Cierto mercader envió a su hijo a aprender el Secreto de la Felicidad junto al más sabio de todos los hombres. El muchacho anduvo durante cuarenta días por el desierto, hasta llegar a un hermoso castillo, en lo alto de una montaña. Allí vivía el Sabio que el muchacho buscaba.
Sin embargo, en vez de encontrar a un hombre santo, nuestro héroe entró en una sala y vio una actividad inmensa; mercaderes que entraban y salían, personas que conversaban por los rincones, una pequeña orquesta tocaba suaves melodías y había una mesa cubierta con los platos más deliciosos de aquella región del mundo. El Sabio conversaba con todos, y el muchacho tuvo que esperar dos horas hasta llegar a ser a su vez atendido.
El Sabio escuchó con atención el motivo de la visita del muchacho, pero le dijo que en aquel momento no tenía tiempo de explicarle el Secreto de la Felicidad. Sugirió que el muchacho se diese un paseo por su palacio y volviera al cabo de dos horas.

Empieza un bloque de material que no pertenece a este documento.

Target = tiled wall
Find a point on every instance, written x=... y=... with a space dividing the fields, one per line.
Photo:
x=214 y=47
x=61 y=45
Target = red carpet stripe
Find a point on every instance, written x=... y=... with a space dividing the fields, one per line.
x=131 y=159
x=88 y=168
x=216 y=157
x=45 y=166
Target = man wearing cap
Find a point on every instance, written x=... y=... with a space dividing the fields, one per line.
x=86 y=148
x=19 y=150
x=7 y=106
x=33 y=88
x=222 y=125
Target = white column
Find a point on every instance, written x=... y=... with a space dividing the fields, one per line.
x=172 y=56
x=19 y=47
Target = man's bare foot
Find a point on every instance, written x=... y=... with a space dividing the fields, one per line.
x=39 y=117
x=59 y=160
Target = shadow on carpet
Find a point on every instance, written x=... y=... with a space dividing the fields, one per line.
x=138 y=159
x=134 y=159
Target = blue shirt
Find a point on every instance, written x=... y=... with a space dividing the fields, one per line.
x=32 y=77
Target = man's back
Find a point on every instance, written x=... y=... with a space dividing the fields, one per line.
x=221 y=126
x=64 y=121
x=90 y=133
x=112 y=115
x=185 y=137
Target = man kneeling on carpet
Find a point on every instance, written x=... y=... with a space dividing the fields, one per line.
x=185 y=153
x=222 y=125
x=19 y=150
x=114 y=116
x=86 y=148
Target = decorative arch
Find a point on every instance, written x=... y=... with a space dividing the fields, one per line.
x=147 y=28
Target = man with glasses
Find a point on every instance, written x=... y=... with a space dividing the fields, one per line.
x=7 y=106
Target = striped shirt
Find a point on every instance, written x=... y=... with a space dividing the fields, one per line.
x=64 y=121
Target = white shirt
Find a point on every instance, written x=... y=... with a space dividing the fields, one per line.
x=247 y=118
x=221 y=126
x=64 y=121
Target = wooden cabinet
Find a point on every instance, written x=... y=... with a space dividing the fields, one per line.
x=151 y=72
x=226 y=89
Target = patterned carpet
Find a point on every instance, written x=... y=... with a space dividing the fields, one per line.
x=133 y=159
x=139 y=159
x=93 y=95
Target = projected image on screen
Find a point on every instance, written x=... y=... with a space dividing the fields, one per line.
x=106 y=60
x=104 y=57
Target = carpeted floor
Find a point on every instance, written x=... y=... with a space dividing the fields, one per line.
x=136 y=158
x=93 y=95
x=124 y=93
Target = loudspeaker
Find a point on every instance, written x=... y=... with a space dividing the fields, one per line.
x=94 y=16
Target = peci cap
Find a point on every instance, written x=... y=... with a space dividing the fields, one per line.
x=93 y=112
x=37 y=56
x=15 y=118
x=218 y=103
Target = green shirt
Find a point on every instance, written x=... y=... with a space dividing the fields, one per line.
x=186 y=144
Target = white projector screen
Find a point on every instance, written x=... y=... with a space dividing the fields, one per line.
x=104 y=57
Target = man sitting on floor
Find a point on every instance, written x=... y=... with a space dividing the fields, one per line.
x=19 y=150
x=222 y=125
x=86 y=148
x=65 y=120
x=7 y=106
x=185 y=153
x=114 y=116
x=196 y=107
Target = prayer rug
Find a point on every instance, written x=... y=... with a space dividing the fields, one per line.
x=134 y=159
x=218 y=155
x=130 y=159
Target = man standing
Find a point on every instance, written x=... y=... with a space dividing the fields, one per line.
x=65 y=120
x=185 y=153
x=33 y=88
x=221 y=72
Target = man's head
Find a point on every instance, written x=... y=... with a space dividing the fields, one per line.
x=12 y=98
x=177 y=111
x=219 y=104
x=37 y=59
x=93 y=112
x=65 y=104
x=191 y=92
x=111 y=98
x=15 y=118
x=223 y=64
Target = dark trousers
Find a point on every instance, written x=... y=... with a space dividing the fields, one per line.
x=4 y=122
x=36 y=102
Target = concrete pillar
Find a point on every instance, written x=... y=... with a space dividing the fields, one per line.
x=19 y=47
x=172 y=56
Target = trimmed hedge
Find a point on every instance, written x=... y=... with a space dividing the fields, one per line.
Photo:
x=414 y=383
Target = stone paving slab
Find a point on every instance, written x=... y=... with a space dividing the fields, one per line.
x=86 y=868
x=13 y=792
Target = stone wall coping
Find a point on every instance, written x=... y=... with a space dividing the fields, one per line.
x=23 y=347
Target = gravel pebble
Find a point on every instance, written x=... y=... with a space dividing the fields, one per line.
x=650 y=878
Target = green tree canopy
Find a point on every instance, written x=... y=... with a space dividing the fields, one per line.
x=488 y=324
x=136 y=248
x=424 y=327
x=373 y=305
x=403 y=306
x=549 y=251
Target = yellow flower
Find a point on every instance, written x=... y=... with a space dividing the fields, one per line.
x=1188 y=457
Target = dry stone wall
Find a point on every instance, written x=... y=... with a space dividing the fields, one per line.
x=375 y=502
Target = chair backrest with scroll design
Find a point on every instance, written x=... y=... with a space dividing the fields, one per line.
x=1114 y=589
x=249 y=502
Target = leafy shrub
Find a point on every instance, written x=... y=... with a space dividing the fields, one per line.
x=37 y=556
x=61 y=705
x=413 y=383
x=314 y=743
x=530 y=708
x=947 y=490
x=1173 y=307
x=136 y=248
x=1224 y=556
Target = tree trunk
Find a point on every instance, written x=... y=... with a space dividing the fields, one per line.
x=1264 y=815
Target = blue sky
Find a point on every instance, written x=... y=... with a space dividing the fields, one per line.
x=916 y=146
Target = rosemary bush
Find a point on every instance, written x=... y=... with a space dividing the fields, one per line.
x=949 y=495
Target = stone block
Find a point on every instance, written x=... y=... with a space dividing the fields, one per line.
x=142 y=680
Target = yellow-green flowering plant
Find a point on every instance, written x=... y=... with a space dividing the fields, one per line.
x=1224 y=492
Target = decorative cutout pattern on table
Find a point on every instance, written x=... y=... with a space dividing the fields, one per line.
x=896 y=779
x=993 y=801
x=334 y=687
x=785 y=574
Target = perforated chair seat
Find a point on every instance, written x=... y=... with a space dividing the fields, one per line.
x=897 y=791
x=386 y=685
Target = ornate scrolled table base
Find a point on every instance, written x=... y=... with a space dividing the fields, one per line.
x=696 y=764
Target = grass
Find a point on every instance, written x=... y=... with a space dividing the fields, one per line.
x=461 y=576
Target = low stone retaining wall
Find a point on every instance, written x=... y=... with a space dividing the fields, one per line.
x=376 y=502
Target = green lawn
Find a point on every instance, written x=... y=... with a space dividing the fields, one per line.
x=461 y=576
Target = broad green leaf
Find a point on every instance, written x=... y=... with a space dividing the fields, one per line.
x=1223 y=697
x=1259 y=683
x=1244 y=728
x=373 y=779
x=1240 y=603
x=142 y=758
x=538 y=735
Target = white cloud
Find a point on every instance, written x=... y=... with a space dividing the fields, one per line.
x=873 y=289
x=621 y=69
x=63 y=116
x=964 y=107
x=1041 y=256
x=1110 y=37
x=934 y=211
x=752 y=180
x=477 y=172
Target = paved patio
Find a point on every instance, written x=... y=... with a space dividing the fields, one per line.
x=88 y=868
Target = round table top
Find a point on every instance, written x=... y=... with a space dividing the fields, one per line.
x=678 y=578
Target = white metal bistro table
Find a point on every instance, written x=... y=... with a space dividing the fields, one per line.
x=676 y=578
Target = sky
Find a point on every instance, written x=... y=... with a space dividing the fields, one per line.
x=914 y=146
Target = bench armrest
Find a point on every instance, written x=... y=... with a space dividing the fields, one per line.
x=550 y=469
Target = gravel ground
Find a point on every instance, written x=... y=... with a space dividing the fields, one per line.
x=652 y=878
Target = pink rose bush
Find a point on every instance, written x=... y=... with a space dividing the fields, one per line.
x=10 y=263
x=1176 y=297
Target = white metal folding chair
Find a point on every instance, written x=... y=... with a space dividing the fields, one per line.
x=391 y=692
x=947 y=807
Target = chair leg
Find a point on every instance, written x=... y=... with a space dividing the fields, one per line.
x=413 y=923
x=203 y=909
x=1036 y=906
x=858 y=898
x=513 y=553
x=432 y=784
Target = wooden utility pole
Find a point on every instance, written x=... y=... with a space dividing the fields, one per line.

-Mientras tanto, quiero pedirte un favor- concluyó el Sabio, entregando al muchacho una cucharita en la que dejó caer dos gotas de aceite, -mientras vas caminando, lleva esta cucharita sin dejar que se derrame el aceite. El muchacho comenzó a subir y bajar las escalinatas del palacio, manteniendo siempre fijos los ojos en la cucharita. Al cabo de dos horas, volvió a la presencia del Sabio.
-Entonces- preguntó el Sabio, ¿viste las tapicerías de Persia que hay en mi comedor? ¿Viste el jardín que el Maestro de los Jardineros tardó diez años en plantar? ¿Reparaste en los bellos pergaminos de mi biblioteca?
El muchacho, avergonzado, confesó que no había visto nada. Su única preocupación era no derramar las gotas de aceite que el Sabio le había confiado.
-Vuelve, pues, y conoce las maravillas de mi mundo -dijo el Sabio-. No puedes confiar en un hombre si no conoces su casa.
Ya más tranquilo, el muchacho cogió la cucharita y volvió a pasear por el palacio, fijándose esta vez en todas las obras de arte que pendían del techo y de las paredes. Vio los jardines, las montañas en derredor, la delicadeza de las flores, la exquisitez con que cada obra de arte estaba colocada en su sitio. Al regresar al lado del Sabio, relató con pormenores todo lo que había visto.
-Pero, ¿dónde están las dos gotas de aceite que te confié? -preguntó el Sabio. Mirando hacia la cucharita, el muchacho se dio cuenta de que las había derramado.
-Pues éste es el único consejo que tengo para darte -dijo el más Sabio de los Sabios-. El Secreto de la Felicidad está en mirar todas las maravillas del mundo y no olvidarse nunca de las dos gotas de aceite de la cucharita.